Multifamily Trends & News
Last week real estate-research firm Reis Inc. released its mid-year report on the apartment market stating that U.S. landlords had increased rents 0.7% to $1,062 in the second quarter, yet there are signs that the nationwide surge of apartment occupancy and rental rate increases is tapering off compared with a year ago, as reported by the Wall Street Journal.
Apartment rents increased 1.3% during the second quarter of 2012, according to New York-based Reis Inc. The national vacancy rate held steady at 4.3% in the second quarter this year.
The difference may be attributed to the new supply coming to the market — this is certainly the case in the San Francisco Bay Area. Nationwide, multifamily developers are adding approximately 160,000 new apartment homes in the top 54 U.S. Metro markets this year, according to CoStar Group, and as many as 350,000 new apartments could be delivered by 2015, CoStar forecasts.

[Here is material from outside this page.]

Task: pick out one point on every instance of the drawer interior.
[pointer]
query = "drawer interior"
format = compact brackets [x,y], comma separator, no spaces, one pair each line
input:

Meanwhile, Bay Area rent increases slowed a bit in late 2012 then jumped 6% to 8% in the first quarter this year, according to Novato-based RealFacts, which supplies data and analysis to the multifamily industry.
“Increase demand for home sales, combined with a significant amount of new supply in core submarkets of our region could slow rental growth in Northern California but so far we have not seen it,” said Woodmont Real Estate Services Executive Vice President & Partner Jeff Bosshard, CPM®.
“For example,” Bosshard continued, “in May the nominal rent low for a one-bedroom apartment home in one of the San Francisco Peninsula apartment communities we manage was $1,948 while the high was $2,243. The low for a two-bedroom-two bath was $2,509 and the high was $2,959. On average, the rents are between 8%-9% higher than a year ago. In one of our South Bay communities, rent increases range from 3%-12%, depending on the floor plan while asking rents at a South San Francisco apartment community we manage are up 13%-15% over a year ago, and we are not planning to lower rents anytime soon,” he said.
The situation is more dynamic in the city of San Francisco — with all of its pending new supply — than anyplace else in Northern California, where Woodmont provides property management and related services for multifamily property owners and investors that collectively own more than 11,000 apartments, said Bosshard.
Indeed, a recent San Francisco Business Times article stated that nearly 8,000 new apartments – mostly mid-rise and high-rise buildings, will come online between this summer and 2015, when 3,498 apartments are forecast to be delivered in that year alone. The Business Times cited local condominium sales and marketing company Polaris Pacific when it published the comparison – that San Francisco developers built (only) an average of 220 new rental apartments a year between 2000 and 2012.